Dicho de otra forma, las costumbres pre pandemia, durante el año escolar, obligaban, mal que mal, a contener a los gurises en sus hogares acostándose la mayoría temprano, mientras que, a partir de la pandemia, el horario se extendió, en el hogar, hasta la madrugada, y, ahora, mantienen ese ritmo horario pero fuera de sus casas, librados al descontrol.

Por su parte, la Policía, a partir de la ley de narcomenudeo, ha incrementado su lucha contra el comercio minorista de drogas con buenos resultados, pero no ha asumido un compromiso similar en la lucha contra el consumo, ni lo ha hecho el Estado en ninguna de sus formas. Claro está que, al mantenerse la demanda, la oferta, aunque menguada por el accionar policial, vuelve a reproducirse rápidamente para atenderla.

Por ejemplo, las estadísticas oficiales, muestran que desde mayo de 2018 a octubre de 2020, se realizaron casi 80 procedimientos, se detuvieron una cantidad similar de personas, y se incautaron más de 10 kilos de marihuana y casi 300 gramos de cocaína, a la vez que se secuestraron más de cien celulares, docena y media de motos, media docena de armas de fuego, y más de medio millón de pesos. En total, se sacaron del circuito, entre droga y efectivo, casi 3 millones de pesos.

Esto significó horas y horas de trabajo policial, pero resulta insignificante a la hora de compararlo con el consumo. Por ejemplo, solo en drogadicción infantil, tenemos un mínimo de 10 gurises menores de 18 años consumiendo marihuana en cada uno de los 50 barrios, lo que arroja, a un mínimo de un porro de un gramo por gurí por día, un piso de 15 kilos mensuales. Un 50 porciento más de lo secuestrado en dos años y medio.

Ese consumo infantil de marihuana, a 200 pesos por porro, significa un movimiento económico mensual de unos 3 millones de pesos, casi lo mismo que lo secuestrado por la fuerza policial en casi dos años y medio.

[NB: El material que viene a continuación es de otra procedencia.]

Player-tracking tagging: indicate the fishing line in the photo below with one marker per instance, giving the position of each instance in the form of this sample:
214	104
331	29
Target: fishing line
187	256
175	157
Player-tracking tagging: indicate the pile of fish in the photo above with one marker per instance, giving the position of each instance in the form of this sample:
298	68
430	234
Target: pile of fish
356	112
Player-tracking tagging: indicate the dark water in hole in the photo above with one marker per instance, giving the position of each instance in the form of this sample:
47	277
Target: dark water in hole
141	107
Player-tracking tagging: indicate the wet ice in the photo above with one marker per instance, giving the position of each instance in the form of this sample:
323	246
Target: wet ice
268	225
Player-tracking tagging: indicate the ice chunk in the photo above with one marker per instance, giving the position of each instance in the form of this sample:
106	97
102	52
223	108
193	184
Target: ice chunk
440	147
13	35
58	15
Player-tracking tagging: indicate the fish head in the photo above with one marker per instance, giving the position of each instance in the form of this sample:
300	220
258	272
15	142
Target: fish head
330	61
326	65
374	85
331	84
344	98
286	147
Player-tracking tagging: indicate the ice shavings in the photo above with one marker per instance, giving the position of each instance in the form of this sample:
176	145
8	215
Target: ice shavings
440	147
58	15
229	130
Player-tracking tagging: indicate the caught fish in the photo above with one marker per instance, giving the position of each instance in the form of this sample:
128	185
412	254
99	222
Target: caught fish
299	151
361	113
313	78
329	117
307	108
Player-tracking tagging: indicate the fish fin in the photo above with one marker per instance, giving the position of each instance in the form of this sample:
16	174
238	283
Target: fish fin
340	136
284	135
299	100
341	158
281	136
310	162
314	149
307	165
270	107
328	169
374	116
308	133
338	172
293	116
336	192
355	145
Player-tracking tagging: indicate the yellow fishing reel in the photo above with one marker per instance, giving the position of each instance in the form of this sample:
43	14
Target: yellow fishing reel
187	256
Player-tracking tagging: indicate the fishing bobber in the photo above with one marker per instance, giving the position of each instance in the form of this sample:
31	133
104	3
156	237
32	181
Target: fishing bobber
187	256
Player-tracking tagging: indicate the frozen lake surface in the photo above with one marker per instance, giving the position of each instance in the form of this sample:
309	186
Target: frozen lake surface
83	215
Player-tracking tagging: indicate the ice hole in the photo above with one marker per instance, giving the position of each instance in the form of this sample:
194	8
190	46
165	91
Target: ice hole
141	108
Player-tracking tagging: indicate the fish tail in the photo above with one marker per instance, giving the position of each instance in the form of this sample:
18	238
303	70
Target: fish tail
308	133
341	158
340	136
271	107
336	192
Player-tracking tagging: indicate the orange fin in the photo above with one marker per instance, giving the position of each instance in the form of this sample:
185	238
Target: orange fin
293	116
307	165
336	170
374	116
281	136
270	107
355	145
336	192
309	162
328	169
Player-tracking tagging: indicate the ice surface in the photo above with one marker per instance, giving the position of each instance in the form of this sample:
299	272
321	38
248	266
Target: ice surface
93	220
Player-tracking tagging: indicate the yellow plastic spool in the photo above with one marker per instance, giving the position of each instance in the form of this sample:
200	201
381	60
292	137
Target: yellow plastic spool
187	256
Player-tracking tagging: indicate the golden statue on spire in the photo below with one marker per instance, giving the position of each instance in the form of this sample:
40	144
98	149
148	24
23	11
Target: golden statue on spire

De este modo, queda a la vista que el consumo de droga volvió a la ciudad con renovada energía, y que el esfuerzo invertido en la lucha contra el tráfico minorista se desperdicia al no ser acompañado con una lucha similar contra el consumo. A partir de esta realidad, resulta imperativo una mayor presencia de la Policía neutralizando el consumo con una política intensiva de operativos de saturación, y de las áreas sociales con soluciones reales a las víctimas del consumo. 

Mientras el Estado no ataque el consumo, y lo reduzca, el tráfico, sea minorista o mayorista, seguirá creciendo.